Per chi ama il genere e non ha grosse pretese se non quello di assistere a un thriller adreanalinico ad alta quota, Fall è un film riuscito dall'ansia garantita.
Film
Diabolik
di Mario Bava
Nel 1968 il produttore Dino De Laurentis affidò a Maria Bava il compito di dirigere un film su Diabolik, il personaggio dei fumetti creato dalle sorelle Angela e Luciana Giussani cinque anni prima. Nonostante il considerevole budget rispetto a quello avuto a disposizione per gli altri suoi film, Bava, almeno inizialmente, non era particolarmente entusiasta di occuparsi di questo personaggio, ma alla fine, tra diverse difficoltà riuscì a realizzare una pellicola con un suo stile senza aver nemmeno speso tutti i soldi che De Laurentis gli aveva messo a disposizione.

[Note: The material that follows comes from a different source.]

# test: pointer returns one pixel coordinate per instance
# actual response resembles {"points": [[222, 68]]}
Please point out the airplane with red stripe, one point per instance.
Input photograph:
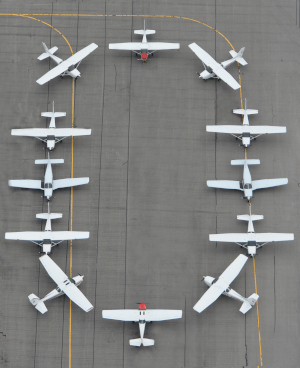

La storia vede come protagonista Diabolik (John Phillip Law), genio criminale mascherato dotato di grande astuzia e abilità che insieme alla sua complice e amante Eva Kent (Marisa Mell), riesce a compiere degli audaci furti mettendo in ridicolo l'ispettore Ginko (Michel Piccoli) che cerca invano di catturarlo. In aiuto alle forze dell’ordine, Ginko fa un patto con il criminale Valmont (Adolfo Celi) che gli promette di consegnargli Diabolik in cambio di chiudere un occhio sui suoi traffici.
All'epoca il film non riscosse un grande successo di pubblico, anzi fu un vero e proprio flop, e la critica, sopratutto quella italiana, fu abbastanza dura (Tullio Kezich lo definì "uno dei film più stupidi degli anni Sessanta"). Costretto da De Laurentis ad abbandonare lo stile noir e sanguinoso del fumetto (lo era sopratutto nei primi albi di Diabolik), Bava, prende spunto dal Batman televisivo degli anni sessanta e come riferimento il movimento artistico della Pop Art di Andy Warhol e Roy Lichtenstein, che proprio in quel periodo si stava affermando a livello mondiale, realizzando un film volutamente kitch dove Diabolik è un criminale alla 007 che ama il lusso sfrenato e le belle donne immerso in un mondo ricco di colori sgargianti e scenografie psichedeliche. A fronte di una sceneggiatura mediocre e ripetitiva e una caratterizzazione nulla dei personaggi, Bava dimostra una maestria straordinaria nell'uso degli effetti speciali e nella gestione delle scenografie. Un esempio su tutti è il rifugio sotterraneo di Diabolik che nella sua apparente grandezza è stato realizzato con un uso di specchi e un gioco di prospettive.
Menzione particolare alla colonna sonora di Ennio Morricone che si integra alla perfezione con l'atmosfera visiva creata da Bava.
Non si tratta del sua pellicola più riuscita, ma le atmosfere pop-psichedeliche e la sua estetica negli anni lo hanno reso un film di culto tra gli appassionati del genere.